If you have an iPhone 6 or 6 Plus, or iPad mini 4 cellular model, run this:
sudo FUTURERESTORE_I_SOLEMNLY_SWEAR_THAT_I_AM_UP_TO_NO_GOOD=1 ./futurerestore -t [SHSH blob] --use-pwndfu --sep sep-firmware.j42d.RELEASE.im4p --sep-manifest [the custom buildmanifest for your device from the cursed sep resources repo] --latest-baseband --rkrn kernel.im4p --no-rsep [IPSW]

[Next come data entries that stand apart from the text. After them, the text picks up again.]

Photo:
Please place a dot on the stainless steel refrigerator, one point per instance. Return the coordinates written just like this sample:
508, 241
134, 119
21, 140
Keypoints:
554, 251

If you have an iPad mini 4 Wi-Fi only model, run this:
sudo FUTURERESTORE_I_SOLEMNLY_SWEAR_THAT_I_AM_UP_TO_NO_GOOD=1 ./futurerestore -t [SHSH blob] --use-pwndfu --sep sep-firmware.j42d.RELEASE.im4p --sep-manifest [the custom buildmanifest for your device from the cursed sep resources repo] --no-baseband --rkrn kernel.im4p --no-rsep [IPSW]
If you have an iPod touch 6, run this:
sudo FUTURERESTORE_I_SOLEMNLY_SWEAR_THAT_I_AM_UP_TO_NO_GOOD=1 ./futurerestore -t [SHSH blob] --use-pwndfu --sep sep-firmware.j42d.RELEASE.im4p --sep-manifest [the custom buildmanifest for your device from the cursed sep resources repo] --no-baseband --no-rsep [IPSW]
If the restore succeeds, wait for the Device to reach the Setup screen, then set up the device as normal
The device can take up to 3-5 minutes to boot, this is not a hardware issue. This issue is because the kernel tries to initialize biometric hardware, then fails to initialize it.
The device can freeze at certain parts at Setup, usually after activation, when it goes to Touch ID setup, it will hang for about 30 seconds or so before finally saying "Failed to set up Touch ID".
It can also hang at other parts of setup past that point, wait for it to get past the hang, or if the hang is more than 5-10 minutes, reboot the device (can take 3-5 minutes to fully boot again), then retry device Setup (hangs at certain points may still happen).
Once you complete Setup, the hangs shouldn't happen as much.